Hot flushes in the Employment Tribunal

2 March 2022

Disability within the meaning of EqA 2010 is defined as  any impairment (physical or mental) that has a significant and long term adverse effect on a person’s ability to carry out normal day to day activities.  The impairment does not have to be caused by an illness or an injury. What this means is that even transient conditions can qualify so long as they have lasted for at least 12 months, or are likely to last for at least 12 months. See Schedule 1 to EqA 2010.  

A transient condition such as the menopause can, therefore, qualify as a disability, even if the symptoms only in fact last (or are expected to last) for a year. One would have thought, therefore, that a woman suffering severe menopausal symptoms would satisfy the statutory definition without difficulty.

Not so for the claimant in Ms M Rooney v Leicester City Council EA-000070-DA. The case sheds little light on the statutory definition of “long term” referred to above, since the judge at first instance ruled that the claimant’s symptoms had not lasted 12 months, when her uncontested evidence was that they had.
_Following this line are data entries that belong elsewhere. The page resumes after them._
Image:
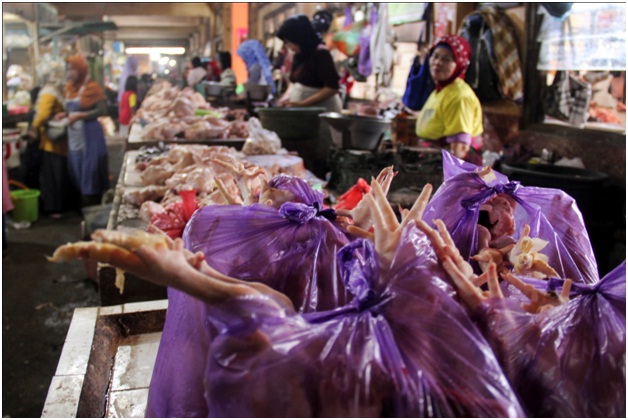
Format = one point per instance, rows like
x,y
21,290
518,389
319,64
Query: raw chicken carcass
x,y
149,193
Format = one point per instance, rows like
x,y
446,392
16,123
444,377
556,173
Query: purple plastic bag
x,y
292,249
402,347
551,213
569,361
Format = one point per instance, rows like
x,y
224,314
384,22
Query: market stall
x,y
337,282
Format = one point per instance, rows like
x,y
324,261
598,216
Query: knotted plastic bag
x,y
551,213
292,249
402,347
569,361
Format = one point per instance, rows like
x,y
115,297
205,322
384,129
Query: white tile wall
x,y
63,396
127,404
132,368
134,361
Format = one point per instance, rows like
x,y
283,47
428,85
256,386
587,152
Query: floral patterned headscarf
x,y
91,93
462,54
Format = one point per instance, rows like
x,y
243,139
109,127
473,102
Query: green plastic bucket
x,y
25,205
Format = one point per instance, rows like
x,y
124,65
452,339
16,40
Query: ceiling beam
x,y
77,10
155,21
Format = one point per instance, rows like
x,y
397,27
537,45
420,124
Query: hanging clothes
x,y
568,99
381,51
365,66
506,63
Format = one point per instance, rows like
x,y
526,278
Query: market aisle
x,y
38,299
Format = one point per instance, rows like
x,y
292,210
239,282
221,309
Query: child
x,y
127,105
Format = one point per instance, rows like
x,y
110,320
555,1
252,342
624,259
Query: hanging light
x,y
155,50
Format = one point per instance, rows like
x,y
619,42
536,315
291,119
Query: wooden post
x,y
533,81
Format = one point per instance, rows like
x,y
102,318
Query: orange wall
x,y
239,33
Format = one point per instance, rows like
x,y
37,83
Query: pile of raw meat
x,y
168,112
215,175
481,301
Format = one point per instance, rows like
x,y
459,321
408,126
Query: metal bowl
x,y
355,132
217,89
291,123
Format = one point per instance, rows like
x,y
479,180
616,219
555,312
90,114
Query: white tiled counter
x,y
107,361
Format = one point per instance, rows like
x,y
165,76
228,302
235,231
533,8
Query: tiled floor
x,y
132,366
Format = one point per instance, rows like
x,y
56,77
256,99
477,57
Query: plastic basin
x,y
581,184
356,132
25,205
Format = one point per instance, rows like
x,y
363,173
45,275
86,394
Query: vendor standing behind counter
x,y
257,63
85,101
452,115
314,79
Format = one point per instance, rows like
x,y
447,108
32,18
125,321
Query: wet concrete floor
x,y
38,300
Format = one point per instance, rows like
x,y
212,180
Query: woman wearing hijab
x,y
130,69
197,73
314,79
257,63
54,177
452,114
85,101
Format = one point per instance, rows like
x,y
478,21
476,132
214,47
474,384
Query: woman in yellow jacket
x,y
57,193
452,115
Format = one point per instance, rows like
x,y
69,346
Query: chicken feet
x,y
160,260
467,282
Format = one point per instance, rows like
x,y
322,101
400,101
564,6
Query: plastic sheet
x,y
402,347
551,213
569,361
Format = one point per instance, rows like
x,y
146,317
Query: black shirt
x,y
317,71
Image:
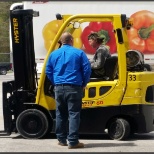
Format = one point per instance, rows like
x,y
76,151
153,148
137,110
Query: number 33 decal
x,y
132,77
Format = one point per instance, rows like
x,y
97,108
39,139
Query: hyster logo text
x,y
16,30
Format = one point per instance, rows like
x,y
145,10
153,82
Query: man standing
x,y
69,70
102,53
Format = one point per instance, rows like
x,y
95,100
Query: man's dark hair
x,y
95,36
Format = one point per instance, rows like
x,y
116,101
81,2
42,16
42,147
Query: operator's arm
x,y
86,69
49,70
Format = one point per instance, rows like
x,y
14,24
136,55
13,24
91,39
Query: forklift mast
x,y
23,48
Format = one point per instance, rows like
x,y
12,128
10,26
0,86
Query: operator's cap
x,y
66,37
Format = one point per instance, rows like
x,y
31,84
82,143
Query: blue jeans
x,y
68,106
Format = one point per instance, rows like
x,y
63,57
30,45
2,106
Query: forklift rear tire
x,y
32,123
119,129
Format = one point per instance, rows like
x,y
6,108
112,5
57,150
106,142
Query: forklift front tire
x,y
32,123
119,129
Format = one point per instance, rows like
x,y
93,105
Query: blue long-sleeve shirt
x,y
68,65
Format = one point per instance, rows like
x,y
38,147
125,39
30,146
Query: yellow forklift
x,y
121,103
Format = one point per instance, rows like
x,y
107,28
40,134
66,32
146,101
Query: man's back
x,y
68,64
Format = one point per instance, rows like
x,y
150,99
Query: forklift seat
x,y
111,66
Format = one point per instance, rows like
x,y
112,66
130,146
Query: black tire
x,y
3,71
32,123
119,129
147,67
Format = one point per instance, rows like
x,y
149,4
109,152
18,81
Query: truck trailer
x,y
122,102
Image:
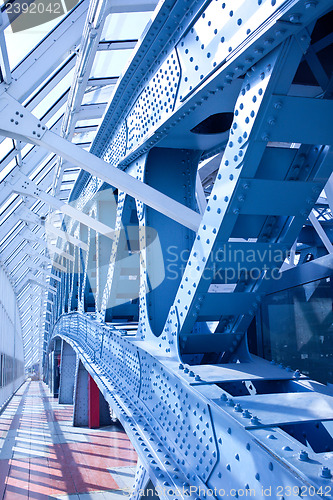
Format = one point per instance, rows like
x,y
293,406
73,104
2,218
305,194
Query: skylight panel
x,y
7,170
5,147
110,64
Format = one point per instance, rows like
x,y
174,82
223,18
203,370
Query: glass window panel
x,y
87,123
297,329
5,147
125,26
108,63
5,171
99,95
20,43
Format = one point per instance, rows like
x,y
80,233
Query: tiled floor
x,y
42,456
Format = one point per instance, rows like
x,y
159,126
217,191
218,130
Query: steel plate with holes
x,y
254,370
278,409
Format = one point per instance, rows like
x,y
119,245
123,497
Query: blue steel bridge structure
x,y
206,187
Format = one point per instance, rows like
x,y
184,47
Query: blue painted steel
x,y
203,414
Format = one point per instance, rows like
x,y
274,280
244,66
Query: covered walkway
x,y
42,456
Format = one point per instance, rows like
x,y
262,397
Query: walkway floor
x,y
42,456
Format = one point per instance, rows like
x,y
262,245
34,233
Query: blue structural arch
x,y
206,417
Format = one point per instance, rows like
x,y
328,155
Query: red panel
x,y
93,402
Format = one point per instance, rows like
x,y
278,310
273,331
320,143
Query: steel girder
x,y
201,411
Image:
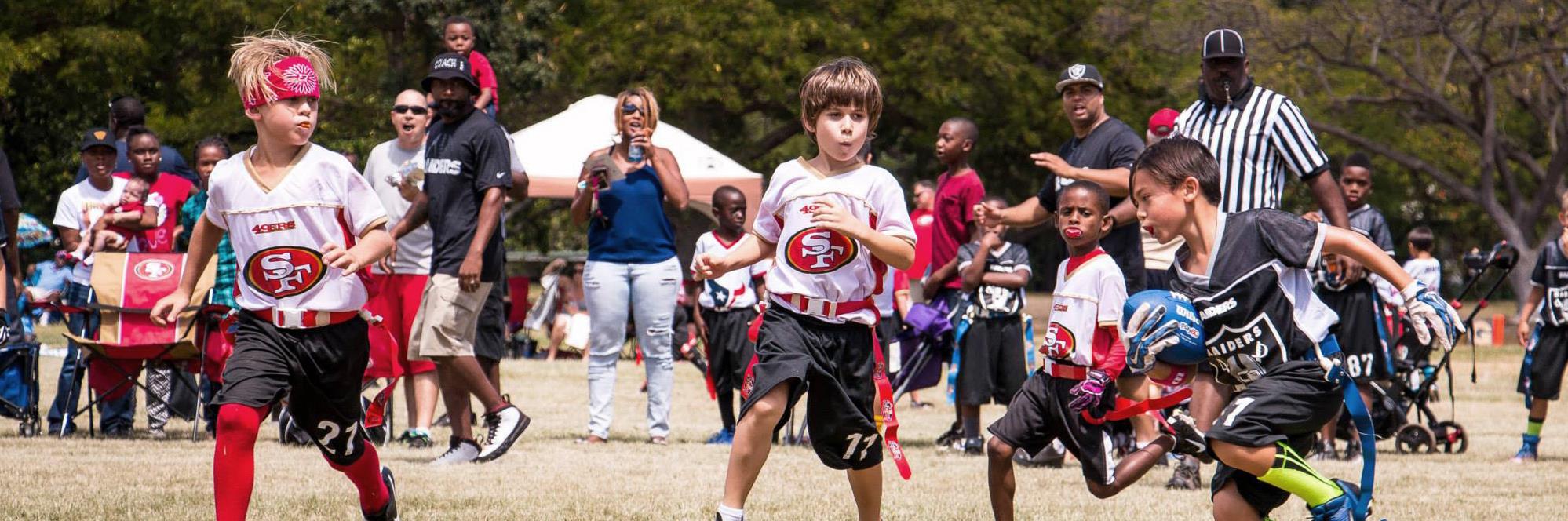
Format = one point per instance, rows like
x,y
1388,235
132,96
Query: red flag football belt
x,y
300,319
823,308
Furthermore, the judge held that the claimant’s symptoms (hot flushes and sweating, palpitations and anxiety, night sweats and sleep disturbance, fatigue, poor concentration, urinary problems and headaches) did not have a substantial adverse effect on her ability to carry out normal day-to-day activities.

Unsurprisingly, the Employment Appeal Tribunal allowed the claimant’s appeal, and ordered the case to be remitted to a new tribunal to consider the matter afresh!